Does Japan end up at war with the SU in Siberia in '41?
Shaby said:
A textbook of what happens when civilian authorities of a country lose control over their military. Quite aside from the fact that military commanders often found their subordinates operating at several levels above their heads. And no one dared called anyone on it, for the fear of exposing their own weakness.
True, to a point. Thing is, Bix makes a case (& I think he's right) Hirohito
wanted it this way: he believed Japan could get away with it. If he didn't want it, it would seem he could've put a stop to it pretty easily--& didn't.
Carl Schwamberger said:
More important is the savings in cargo ships. Not delivering across the vast Pacific distances is a considerable savings in days moving each ton of cargo.
Those savings are pretty huge.

Not only the distances, either: the amount of time they spent swinging at anchor waiting to unload, or be loaded for transshipment.

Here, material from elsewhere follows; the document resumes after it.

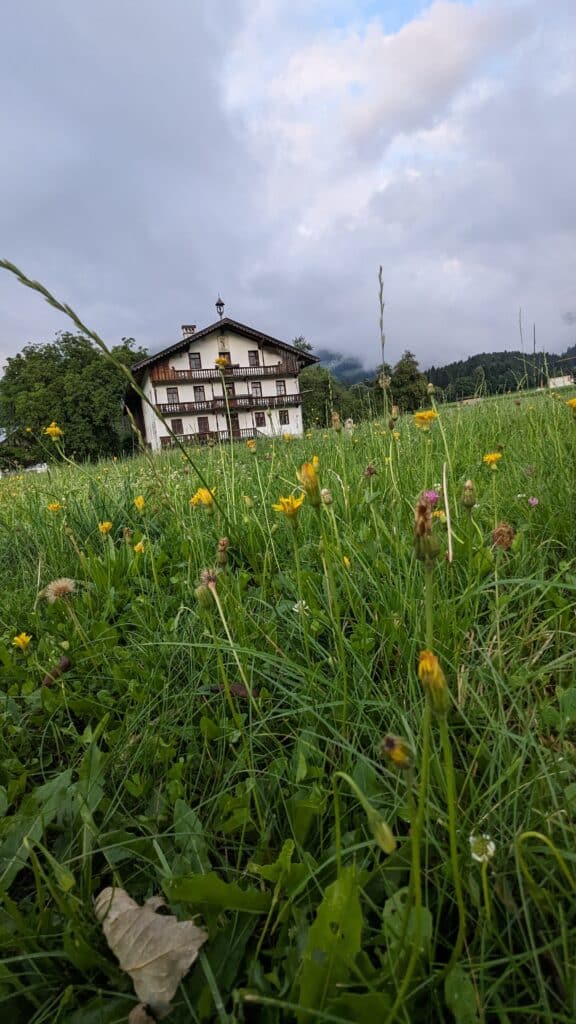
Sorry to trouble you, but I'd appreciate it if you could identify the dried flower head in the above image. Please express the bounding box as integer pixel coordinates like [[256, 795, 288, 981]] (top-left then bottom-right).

There was an awful lot of waste.
Carl Schwamberger said:
Assuming Hitler throws a fit & declares war against the US in June 1942
While I can believe he'd do it

(him
not doing it is the ASB thing

), I'm less sure about the timing. It looks a bit convenient. Not outrageous, but I'd want to see the conditions leading up to it, first.
Carl Schwamberger said:
there would be the material and ships available to execute a operation like Torch much sooner rather than later.
Not just Torch: Neptune. (Or Avalanche, first, if Winston still gets his way; with more shipping, & so a faster build-up in Britain, maybe he doesn't...

)
It also means Neptune & Anvil go off simultaneously,

since there are more LCs available.
Carl Schwamberger said:
With no South & Central Pacific campaigns in 1943 & 44 the US can devote another large armys worth of combat power to the ETO. In terms of airpower it makes a big difference in 1943. In 1944 the B29s would be configured for bombing Germany rather than Japan...
Also means more CVs in the Atlantic & lower losses to U-boats. And more friendly submarines in the Atlantic, Med, & Indian Oceans. (Which also means more chance of blue-on-blue accidents.
Seawolf was bad enough...

)
All things considered, I'd bet the war is over before the B-29 reaches squadron service. Also before the Bomb is ready.
If that's true, do we get nuclear war in the '50s?


Since Stalin isn't convinced the West would actually use it on civilians?